Grant Will Link Town-Gown Stewardship Efforts

November 9, 2010

A town-gown partnership aimed at reducing stormwater runoff and limiting pollutants into the Chesapeake Bay watershed is one step closer to reality, thanks to a $75,000 grant.

Agencies dedicated to cleaning up the Bay have awarded funding to Mary Baldwin University and the City of Staunton, which are teaming up to protect Lewis Creek and promote stewardship. The grant — one of six dedicated to environmental projects in the region — is funded by the Environmental Protection Agency’s (EPA) Chesapeake Bay Program , as well as other federal and private partners, and administered by the National Fish and Wildlife Foundation (NFWF).

In the project titled “Raining it In: A Zero-Runoff Campaign for Lewis Creek,” officials from both the city and the college — which are the primary landowners in the watershed — have targeted a 29-acre subwatershed of the waterway which contains approximately 75 percent impervious surfaces.

The city will install native plants and replace a portion of parking lot adjacent to Lewis Creek with pervious interlocking concrete pavers. For its part, Mary Baldwin will treat with bioretention units 34,000 square feet of impervious surface in the campus parking lot on Frederick Street. The projects will begin in the spring.

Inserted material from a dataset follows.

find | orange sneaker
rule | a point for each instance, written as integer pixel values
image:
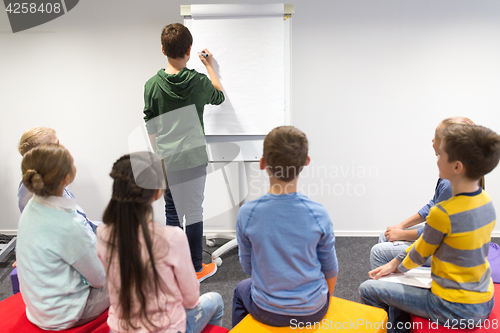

In addition, Mary Baldwin University faculty and students in business, communication, and sociology majors will implement a social marketing campaign to secure commitments from property owners in the watershed to do their part. As an added incentive, the city will offer stormwater utility fee credits to residents who reduce or treat stormwater runoff.

“The concept for this project was the result of a collaborative effort by the college, the city, and the Staunton Regional Office of the Virginia Department of Conservation and Recreation,” said Brent Douglass, director of facilities management at Mary Baldwin. “Having the resources from this NFWF grant gives Staunton and Mary Baldwin University an opportunity to jointly implement visible improvements that strengthen our commitment to environmental stewardship. In addition to the infrastructure improvements, the students involved in the social marketing campaign will learn first-hand the regional impact of property owners who seriously embrace good water quality management.”

According to the NFWF, polluted runoff from urban and suburban impervious surfaces and agricultural lands continue to be two large sources of nitrogen, phosphorus, and sediment in local waterways and the Chesapeake Bay.

“This program is an example of a truly effective public-private partnership that delivers funding to high-impact, on-the-ground restoration projects in communities throughout the region,” said Amanda Bassow, acting director of the NFWF’s Eastern Partnership Office.

The runoff reduction effort goes hand-in-hand with Mary Baldwin’s initiative to incorporate native plants into the campus landscape. After years of planning, the first native meadow was sowed on Cannon Hill last spring. Several more acres of indigenous grass and flowers, which absorb rainwater serve as natural filters, will be planted in the next few years.